Israel’s annexation of the West Bank is moving full steam ahead on the ground, but it’s also going online. Last Wednesday, the Israeli government launched a new digital platform for registering lands in the West Bank, open for use by Israelis and Israeli corporations.
The new platform allows the registration of property and applies to lands in Area C of the West Bank, which comprises over 60% of the territory under the 1993 Oslo Accords. The rest of the West Bank is divided into Areas A and B, where the Palestinian Authority (PA) has varying degrees of civil and security control.
The launching of the platform comes on the heels of previous Israeli moves to alter how land ownership works in the West Bank, starting with an Israeli government decision in June 2025 to make Palestinian lands in Area C open to registration by anybody, including Israeli settlers.
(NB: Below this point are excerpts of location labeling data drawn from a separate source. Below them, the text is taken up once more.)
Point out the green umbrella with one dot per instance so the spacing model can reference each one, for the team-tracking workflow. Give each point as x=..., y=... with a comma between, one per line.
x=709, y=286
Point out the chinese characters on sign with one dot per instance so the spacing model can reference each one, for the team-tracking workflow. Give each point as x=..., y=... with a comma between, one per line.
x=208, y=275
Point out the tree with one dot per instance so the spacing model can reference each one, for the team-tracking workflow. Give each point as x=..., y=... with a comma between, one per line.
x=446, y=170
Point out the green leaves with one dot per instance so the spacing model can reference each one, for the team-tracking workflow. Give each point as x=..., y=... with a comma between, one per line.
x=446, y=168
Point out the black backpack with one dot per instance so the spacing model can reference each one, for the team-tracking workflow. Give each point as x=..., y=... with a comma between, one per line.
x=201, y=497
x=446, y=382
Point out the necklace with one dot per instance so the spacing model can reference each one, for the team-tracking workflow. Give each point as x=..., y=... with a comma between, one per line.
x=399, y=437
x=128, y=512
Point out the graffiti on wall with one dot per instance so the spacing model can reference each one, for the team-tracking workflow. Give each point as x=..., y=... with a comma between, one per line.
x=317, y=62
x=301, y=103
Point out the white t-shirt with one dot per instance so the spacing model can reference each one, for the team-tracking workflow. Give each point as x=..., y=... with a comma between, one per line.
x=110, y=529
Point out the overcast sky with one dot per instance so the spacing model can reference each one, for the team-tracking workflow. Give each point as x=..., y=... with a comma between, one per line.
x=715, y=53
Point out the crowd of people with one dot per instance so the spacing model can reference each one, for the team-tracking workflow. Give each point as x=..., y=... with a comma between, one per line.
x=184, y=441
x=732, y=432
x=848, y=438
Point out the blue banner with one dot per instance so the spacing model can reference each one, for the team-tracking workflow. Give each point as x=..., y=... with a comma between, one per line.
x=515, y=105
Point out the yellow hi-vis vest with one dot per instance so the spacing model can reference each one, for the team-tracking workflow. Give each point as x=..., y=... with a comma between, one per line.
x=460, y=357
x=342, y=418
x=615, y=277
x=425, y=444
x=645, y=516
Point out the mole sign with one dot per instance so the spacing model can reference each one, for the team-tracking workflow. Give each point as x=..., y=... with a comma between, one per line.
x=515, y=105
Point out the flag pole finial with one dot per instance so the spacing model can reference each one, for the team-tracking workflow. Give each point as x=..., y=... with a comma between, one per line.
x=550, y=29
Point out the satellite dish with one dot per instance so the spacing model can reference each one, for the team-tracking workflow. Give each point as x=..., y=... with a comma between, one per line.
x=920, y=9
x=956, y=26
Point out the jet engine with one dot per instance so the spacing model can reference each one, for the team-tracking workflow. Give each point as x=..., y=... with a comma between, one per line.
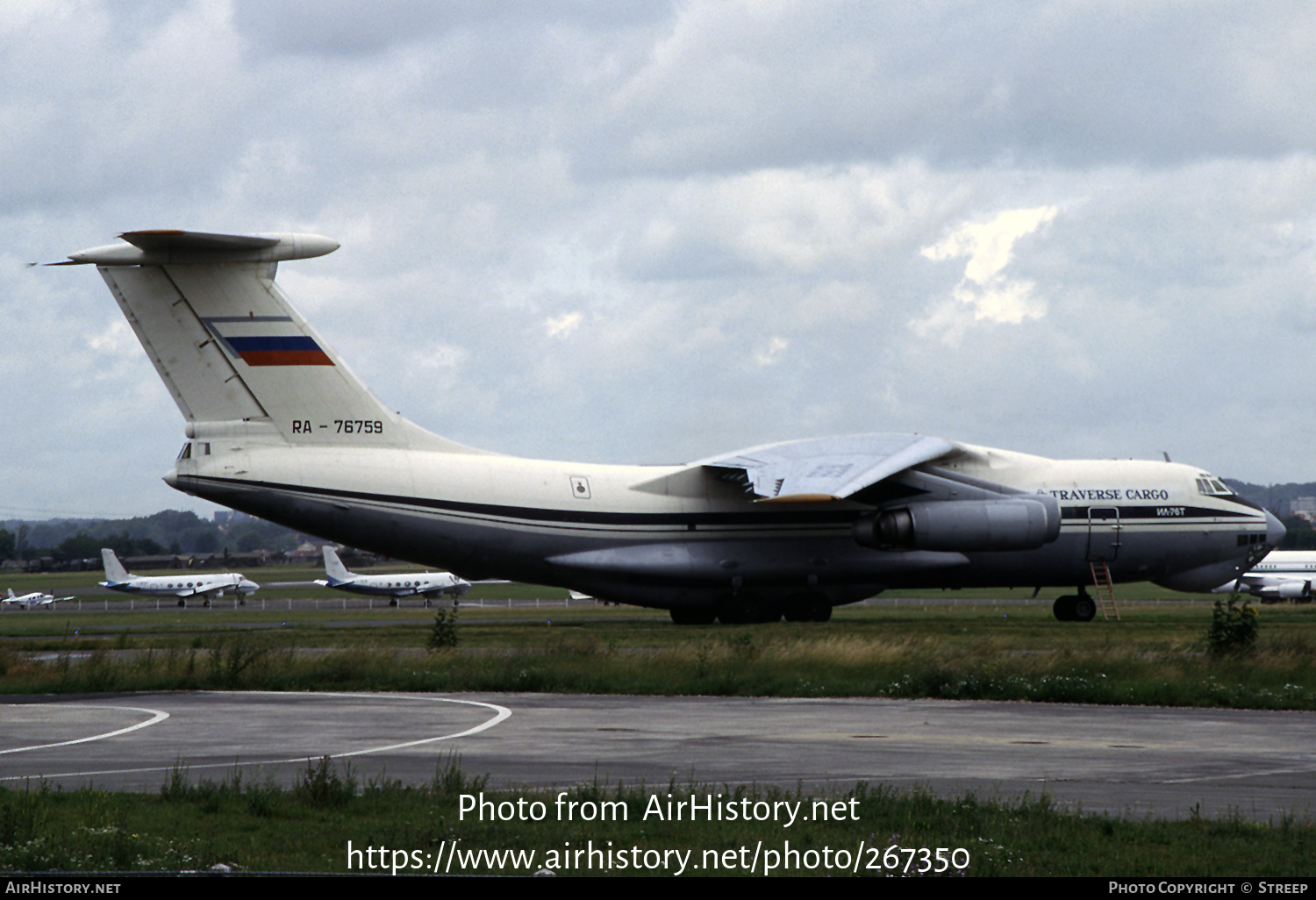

Since then, the Israeli government has taken several more steps to advance its annexation of the West Bank — not only with laws that lay the groundwork for annexation, but by exercising actual Israeli authority over Palestinian lands.
Now, these measures have moved to the digital realm, making it even easier for Israelis to take control of Palestinian land in the West Bank. The PA has already condemned the online Israeli land registry as “a step towards actual annexation,” calling upon Palestinians to refrain from using the platform.
Israel’s Finance Minister Bezalel Smotrich and Israeli Knesset member Orit Strock, both hardline supporters of the Israeli settler movement, called the project “a fundamental pillar of implementing [Israeli] sovereignty” over the West Bank.